Government scrambles to protect its vast stupid regulatory schemes from the threat of Uber

government, law enforcement, criminals

To operate a taxi cab business is to navigate through one of the most over-regulated industries in the world.

But the actual act of cab-driving is relatively simple, and poor people of limited means should be able to participate and enter the market.

This disconnect is caused by decades of stupid overregulation of the taxi industry. Legislators, mayors and city councilmen everywhere have given rich crony cab companies a wonderful gift: they license and regulate taxi companies as “public utilities” and impose vast, stupid regulations on competitors: new cab companies must get “certificates of need” (often from boards of cab companies that do not like competition); fees and prices are set and imposed by government; routes must be government-approved, etc.

Such stupid regulation leaves customers with high-priced, unclean and unsafe (but government approved) taxi service. It is likely that hundreds of people have been killed or arrested for DUI because the U.S. taxi industry is so overpriced and overregulated.

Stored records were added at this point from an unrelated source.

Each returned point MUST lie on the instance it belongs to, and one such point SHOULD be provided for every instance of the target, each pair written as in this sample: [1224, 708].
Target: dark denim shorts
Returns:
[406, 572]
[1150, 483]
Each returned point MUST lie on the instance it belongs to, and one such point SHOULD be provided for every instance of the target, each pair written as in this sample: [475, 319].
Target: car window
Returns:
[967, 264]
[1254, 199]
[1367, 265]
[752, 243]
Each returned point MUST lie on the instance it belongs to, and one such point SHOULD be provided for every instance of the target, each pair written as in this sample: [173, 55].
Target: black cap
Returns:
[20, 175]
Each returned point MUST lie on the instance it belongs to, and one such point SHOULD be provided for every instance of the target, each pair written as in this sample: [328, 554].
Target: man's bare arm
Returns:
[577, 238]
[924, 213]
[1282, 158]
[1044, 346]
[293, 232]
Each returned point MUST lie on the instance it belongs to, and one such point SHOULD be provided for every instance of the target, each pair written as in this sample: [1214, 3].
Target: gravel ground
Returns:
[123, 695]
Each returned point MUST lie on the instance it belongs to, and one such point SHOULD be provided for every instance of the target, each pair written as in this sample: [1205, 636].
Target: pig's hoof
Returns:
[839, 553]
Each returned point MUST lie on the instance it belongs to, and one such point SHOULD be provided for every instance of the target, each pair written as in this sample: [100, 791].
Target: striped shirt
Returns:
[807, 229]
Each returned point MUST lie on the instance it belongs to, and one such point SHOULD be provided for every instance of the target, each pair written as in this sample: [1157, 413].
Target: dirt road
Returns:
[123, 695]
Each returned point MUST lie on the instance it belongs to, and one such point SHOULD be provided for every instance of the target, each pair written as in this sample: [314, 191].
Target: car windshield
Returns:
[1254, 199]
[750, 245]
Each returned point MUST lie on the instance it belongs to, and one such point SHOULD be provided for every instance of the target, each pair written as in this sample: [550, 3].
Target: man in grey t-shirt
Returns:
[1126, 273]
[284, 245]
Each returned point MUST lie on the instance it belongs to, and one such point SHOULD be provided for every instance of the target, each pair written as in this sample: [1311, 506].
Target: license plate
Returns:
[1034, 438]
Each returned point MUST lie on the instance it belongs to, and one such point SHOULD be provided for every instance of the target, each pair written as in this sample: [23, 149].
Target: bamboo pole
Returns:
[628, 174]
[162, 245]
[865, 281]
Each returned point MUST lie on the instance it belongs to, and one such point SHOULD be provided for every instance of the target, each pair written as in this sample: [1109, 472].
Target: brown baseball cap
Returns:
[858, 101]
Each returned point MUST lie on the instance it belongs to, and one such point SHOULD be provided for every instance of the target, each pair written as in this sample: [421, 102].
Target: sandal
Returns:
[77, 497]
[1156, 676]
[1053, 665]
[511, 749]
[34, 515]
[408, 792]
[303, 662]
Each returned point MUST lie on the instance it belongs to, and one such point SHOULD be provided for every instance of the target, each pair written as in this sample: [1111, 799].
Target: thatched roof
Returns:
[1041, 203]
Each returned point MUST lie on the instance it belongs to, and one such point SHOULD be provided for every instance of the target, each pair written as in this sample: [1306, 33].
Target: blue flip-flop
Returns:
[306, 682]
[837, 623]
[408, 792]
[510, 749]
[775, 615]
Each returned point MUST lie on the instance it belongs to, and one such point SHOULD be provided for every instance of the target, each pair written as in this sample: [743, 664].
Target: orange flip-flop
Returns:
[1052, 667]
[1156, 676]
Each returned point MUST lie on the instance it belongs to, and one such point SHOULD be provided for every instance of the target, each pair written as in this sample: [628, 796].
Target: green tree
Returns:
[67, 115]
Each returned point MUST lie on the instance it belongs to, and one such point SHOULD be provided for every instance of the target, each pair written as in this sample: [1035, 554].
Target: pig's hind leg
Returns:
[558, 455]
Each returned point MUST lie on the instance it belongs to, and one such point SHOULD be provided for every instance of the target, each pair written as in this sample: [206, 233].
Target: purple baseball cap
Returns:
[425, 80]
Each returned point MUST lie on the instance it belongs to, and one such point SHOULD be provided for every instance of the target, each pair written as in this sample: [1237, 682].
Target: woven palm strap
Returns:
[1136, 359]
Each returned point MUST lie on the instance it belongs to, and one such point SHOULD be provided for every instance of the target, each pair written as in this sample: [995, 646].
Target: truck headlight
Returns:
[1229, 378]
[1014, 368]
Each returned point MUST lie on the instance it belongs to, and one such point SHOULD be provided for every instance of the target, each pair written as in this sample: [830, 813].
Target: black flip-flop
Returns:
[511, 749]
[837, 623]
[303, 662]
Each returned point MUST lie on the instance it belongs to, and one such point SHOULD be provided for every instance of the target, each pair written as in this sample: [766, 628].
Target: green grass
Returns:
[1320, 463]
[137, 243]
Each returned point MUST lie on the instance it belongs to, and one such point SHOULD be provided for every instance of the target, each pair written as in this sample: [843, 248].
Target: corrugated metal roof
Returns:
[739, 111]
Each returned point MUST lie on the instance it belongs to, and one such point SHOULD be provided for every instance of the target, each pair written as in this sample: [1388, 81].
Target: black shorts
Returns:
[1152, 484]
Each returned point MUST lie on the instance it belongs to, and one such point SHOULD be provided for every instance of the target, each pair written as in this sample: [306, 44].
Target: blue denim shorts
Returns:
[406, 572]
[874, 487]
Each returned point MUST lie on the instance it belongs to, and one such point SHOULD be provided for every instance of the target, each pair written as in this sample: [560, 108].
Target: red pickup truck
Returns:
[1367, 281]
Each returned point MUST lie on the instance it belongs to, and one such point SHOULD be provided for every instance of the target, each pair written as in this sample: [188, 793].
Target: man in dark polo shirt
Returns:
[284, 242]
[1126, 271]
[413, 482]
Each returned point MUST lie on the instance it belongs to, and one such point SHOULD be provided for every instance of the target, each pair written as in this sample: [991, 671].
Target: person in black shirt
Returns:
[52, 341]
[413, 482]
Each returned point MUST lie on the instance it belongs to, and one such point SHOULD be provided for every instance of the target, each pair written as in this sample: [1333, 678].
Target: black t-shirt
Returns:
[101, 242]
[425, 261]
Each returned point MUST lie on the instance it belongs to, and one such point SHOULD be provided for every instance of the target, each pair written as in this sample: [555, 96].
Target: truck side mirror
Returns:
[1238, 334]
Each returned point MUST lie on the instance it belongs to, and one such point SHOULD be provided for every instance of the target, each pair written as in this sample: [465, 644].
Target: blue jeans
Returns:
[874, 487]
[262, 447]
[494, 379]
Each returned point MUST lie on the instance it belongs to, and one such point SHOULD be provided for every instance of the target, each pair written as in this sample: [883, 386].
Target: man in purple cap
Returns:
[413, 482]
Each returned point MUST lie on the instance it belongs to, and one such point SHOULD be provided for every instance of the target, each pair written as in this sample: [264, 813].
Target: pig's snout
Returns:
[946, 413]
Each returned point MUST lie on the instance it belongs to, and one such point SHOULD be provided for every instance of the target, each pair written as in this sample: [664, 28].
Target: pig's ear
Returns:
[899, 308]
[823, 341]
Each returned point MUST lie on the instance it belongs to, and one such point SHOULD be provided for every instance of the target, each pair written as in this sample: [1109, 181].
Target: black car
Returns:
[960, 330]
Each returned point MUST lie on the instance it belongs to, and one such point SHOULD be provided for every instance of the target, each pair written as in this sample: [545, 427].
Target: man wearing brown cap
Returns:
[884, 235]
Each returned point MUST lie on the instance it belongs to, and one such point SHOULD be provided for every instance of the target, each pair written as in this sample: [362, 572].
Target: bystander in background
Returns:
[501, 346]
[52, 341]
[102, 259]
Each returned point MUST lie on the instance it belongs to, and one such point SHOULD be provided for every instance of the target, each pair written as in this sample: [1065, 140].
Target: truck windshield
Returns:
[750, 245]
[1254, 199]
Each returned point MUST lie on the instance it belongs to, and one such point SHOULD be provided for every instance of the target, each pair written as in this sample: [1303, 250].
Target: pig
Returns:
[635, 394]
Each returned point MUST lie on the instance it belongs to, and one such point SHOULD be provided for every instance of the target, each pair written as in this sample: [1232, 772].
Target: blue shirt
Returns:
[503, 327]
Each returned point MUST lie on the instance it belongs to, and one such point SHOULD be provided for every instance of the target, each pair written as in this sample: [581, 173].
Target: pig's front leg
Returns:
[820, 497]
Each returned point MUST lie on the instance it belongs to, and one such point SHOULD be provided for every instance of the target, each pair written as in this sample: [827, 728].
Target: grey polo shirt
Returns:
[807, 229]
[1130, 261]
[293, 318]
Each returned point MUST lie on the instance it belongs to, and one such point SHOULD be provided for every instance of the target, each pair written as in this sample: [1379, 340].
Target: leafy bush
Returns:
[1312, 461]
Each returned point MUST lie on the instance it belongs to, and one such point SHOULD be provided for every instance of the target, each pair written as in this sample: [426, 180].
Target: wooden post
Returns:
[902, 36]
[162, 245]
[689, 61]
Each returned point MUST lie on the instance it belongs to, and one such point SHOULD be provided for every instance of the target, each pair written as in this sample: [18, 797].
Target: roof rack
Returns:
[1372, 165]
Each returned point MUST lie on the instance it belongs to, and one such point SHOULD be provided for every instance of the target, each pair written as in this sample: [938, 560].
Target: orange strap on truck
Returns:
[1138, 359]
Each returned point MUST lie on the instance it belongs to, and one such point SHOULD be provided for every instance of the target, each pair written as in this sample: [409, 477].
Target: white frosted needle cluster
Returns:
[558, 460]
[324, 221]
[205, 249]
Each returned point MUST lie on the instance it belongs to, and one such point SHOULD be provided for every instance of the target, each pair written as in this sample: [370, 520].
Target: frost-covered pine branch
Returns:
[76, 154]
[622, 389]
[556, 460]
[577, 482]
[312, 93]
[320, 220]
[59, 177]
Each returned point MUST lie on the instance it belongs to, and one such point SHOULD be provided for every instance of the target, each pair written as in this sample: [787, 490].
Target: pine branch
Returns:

Recently, people have realized they can create “an app for that.” Companies like Uber and Lyft have devised mechanisms allowing people to summon a friendly driver to their curbs using simple I-phone or other Smart devices. Drivers sign up to be available to give rides to passengers, frequently making a few bucks on the side.

Uber and Lyft drivers (and their cars) are often smarter, cleaner, neater and safer than traditional government-approved cabs.

But the good-old-boy cab companies (and their powermad politicians) are fighting back against this new feeling of freedom.